At the same time, MLFriends provides natural agglomerate clustering – points within each others ellipsoids belong to the same cluster. UltraNest improves MLFriends further by iteratively
compute MLFriends ellipsoid radius with a metric (euclidean initially)
Identify clusters with that radius
Shift clusters on top of each other and learn a new metric from the covariance.
This scheme iteratively improves the metric, and is robust when clusters appear ( otherwise the metric may be primarily measuring the distance between clusters).
Finally, UltraNest only accepts new regions when they reduce the size of the sampling space. This is necessary because when a cluster disappears, it has few points and would be merged back into the bulk, increasing the radius drastically. Requiring shrinkage avoids this problem. By starting the bootstrapping always with the same random numbers, over-shrinkage by repeated invocations is avoided.
UltraNest also adds a enveloping ellipsoid.

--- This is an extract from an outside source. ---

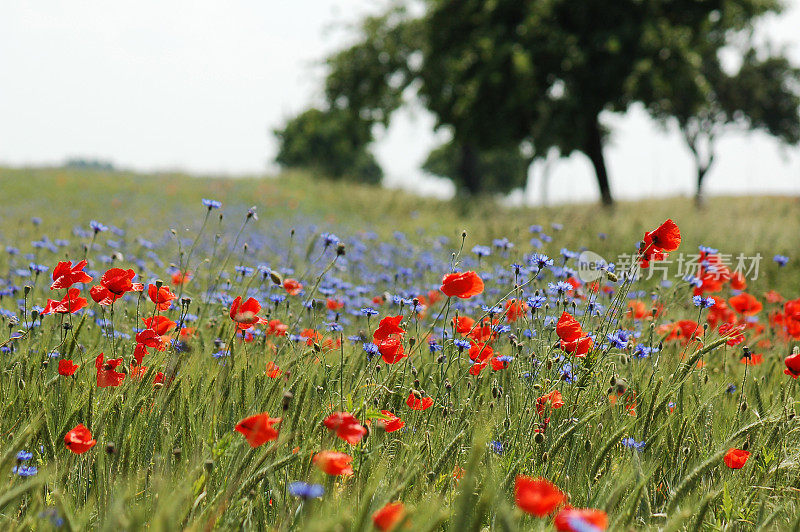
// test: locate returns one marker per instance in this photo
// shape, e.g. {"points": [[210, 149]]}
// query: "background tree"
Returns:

This can help in mono-modal gaussian problems. Contrary to Mukherjee, Parkinson & Liddle (2006), the ellipsoid enlargement is learned by bootstrapping, and is thus robust and well-justified. Both regions are used as filters.
Another improvement is that in MPI-parallelised runs, UltraNest distributes the RadFriends bootstraps. This makes clustering very fast (MultiNest has to stop for clustering on the master node).
Sampling from regions
UltraNest samples in four region sampling schemes:
Sample from unit cube, filter with MLFriends & ellipsoid
Sample from MLFriends points, filter with unit cube & ellipsoid
Sample from MLFriends region bounding box, filter with unit cube & ellipsoid
Sample from ellipsoid, filter with unit cube & MLFriends region
UltraNest switches between these methods when the current on becomes inefficient. Efficiency here means being able to draw points, not whether they are above the likelihood contour.
Additionally, a ellipsoid is also built in transformed space and used for rejecting points. This is only done when the transform is non-linear. The parameter transformation, perhaps being closer to the data constraints, allows the ellipsoid to follow.
Users can thus tune the transform to improve the sampling efficiency.
L-shapes: when two parameters are added with a log-uniform prior, it could be wise to transform them into linear space.
funnel-shapes: in hierarchical models, the variance and means should be decorrelated – providing the means as a fraction of the variance allows the ellipsoid to follow funnel-shapes.